Una vez que se extrae un producto, el escáner muestra una cuenta regresiva y ordena al trabajador que vaya a buscar el siguiente. Su elección está determinada por sistema, para optimizar la distancia de viaje. Cuando su carro rodante está lleno, los pickers lo llevan con los packers ("empaquetadores"). Estos están fijos en un lugar y empaquetan los productos en cadena, antes de empujar los paquetes a inmensos transportadores informatizados. Estos pesan los cartones con la sonrisa de Amazon impresa, pegan las direcciones y luegos los reparten según el servicio postal o el transportista internacional que le corresponda.
"La sonrisa en el paquete no es la nuestra" manifiesta Jens Brumma, de 38 años, stower desde 2003. Después de alternar desocupación y empleos temporales en Amazon durante siete años desde 2010 ha ido encadenando contratos a corto plazo, porque la dirección se niega a hacerle un contrato definitivo. Como a cada empleado de cualquier parte del mundo, sus contratos le prohíben terminantemente hablar sobre el trabajo con su familia, amigos o periodistas. "El silencio que nos imponen -aclara- no es para proteger los secretos industriales, a los que no tenemos acceso: es para callar lo extremadamente penoso de nuestras condiciones laborales."

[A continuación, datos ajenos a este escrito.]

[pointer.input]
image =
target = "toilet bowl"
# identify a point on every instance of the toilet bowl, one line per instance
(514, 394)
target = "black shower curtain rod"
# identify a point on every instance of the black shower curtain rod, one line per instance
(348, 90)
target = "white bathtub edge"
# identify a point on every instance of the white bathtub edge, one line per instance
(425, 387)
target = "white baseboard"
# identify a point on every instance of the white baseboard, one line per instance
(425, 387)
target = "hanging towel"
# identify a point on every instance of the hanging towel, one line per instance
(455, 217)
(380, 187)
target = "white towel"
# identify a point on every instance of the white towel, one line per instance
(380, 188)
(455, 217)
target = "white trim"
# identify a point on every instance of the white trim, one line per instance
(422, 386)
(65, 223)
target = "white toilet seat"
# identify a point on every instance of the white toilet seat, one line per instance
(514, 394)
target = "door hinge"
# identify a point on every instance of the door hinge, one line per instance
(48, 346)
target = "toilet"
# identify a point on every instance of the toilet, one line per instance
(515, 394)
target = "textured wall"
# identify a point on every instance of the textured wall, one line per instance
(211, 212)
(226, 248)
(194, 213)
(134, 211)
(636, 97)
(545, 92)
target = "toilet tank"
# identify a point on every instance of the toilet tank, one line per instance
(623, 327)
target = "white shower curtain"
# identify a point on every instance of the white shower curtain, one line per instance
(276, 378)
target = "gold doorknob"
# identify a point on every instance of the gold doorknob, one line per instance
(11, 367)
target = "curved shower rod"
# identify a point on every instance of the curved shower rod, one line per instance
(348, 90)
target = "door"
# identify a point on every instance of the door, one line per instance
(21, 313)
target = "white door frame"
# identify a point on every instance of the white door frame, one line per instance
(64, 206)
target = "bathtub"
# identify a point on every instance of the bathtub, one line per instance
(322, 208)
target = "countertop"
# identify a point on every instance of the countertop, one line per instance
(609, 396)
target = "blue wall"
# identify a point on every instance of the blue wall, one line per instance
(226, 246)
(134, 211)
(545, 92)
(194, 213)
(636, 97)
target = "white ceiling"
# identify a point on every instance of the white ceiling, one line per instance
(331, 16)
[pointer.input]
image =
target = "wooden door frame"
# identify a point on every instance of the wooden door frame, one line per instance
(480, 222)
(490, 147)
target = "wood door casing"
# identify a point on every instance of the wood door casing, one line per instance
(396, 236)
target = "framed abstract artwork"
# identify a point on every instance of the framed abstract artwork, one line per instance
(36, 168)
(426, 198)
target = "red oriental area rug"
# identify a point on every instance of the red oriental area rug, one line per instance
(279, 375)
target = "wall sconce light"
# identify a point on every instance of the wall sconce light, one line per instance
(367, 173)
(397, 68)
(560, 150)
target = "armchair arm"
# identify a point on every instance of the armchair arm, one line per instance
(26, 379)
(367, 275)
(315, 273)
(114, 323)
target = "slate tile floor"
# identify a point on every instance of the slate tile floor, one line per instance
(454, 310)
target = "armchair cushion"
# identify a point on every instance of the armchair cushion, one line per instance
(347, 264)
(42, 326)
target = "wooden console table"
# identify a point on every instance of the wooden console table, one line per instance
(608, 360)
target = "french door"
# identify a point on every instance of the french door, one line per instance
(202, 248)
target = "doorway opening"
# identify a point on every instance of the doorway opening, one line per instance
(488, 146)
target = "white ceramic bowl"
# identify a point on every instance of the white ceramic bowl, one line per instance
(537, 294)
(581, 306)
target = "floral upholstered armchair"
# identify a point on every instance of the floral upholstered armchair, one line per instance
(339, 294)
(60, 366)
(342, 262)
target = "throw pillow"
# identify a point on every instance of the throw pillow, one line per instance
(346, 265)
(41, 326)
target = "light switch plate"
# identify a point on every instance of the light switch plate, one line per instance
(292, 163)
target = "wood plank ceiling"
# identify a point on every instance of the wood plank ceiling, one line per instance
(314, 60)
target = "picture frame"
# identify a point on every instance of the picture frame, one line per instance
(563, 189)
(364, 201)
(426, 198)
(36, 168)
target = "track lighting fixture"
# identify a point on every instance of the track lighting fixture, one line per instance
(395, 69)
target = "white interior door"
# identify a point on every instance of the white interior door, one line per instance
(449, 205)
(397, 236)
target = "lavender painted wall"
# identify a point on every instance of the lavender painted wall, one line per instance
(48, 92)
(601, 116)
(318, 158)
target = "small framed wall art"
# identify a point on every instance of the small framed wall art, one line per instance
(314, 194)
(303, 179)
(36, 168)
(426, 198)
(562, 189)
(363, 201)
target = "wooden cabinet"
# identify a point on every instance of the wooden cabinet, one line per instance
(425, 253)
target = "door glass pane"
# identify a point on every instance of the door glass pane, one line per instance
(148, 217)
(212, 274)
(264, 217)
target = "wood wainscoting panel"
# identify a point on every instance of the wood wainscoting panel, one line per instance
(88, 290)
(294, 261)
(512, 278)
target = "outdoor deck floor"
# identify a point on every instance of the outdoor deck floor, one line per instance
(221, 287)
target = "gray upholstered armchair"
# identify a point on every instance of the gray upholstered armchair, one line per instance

( 1 ) A pesar de nuestras reiteradas peticiones, Amazon no quiso responder a nuestras preguntas. 
( 2 ) También hay calles Amazon en Graben, Pforzheim y Kobern- Gondorf en Alemania y dos en Francia, en Sevrey (Saône-et-Loire) y en Lauwin-Planque (Norte) . 
( 3 ) Los sitios de Amazon tienen todos nombres que constan de tres letras y un número. Las naves logísticas son bautizadas con el nombre del aeropuerto internacional más cercano; aquí el de Frankfurt. 
( 4 ) Spencer Soper, "Inside Amazon's warehouse", The Morning Call, Allentown (Pennsylvania ), 18 de septiembre de 2011.
 ( 5 ) El Sr. Bezos fue elegido Empresario del Año 2012 por la revista Fortune.
 ( 6 ) Amazon también introdujo un mercado de trabajo en línea, Amazon Mechanical Turk, que ofrece a los usuarios de Internet hacer microtareas a cambio de una microremuneración. Leer: Pierre Lazuly, "Télétravail à prix bradés sur Internet ", Le Monde diplomatique, agosto de 2006.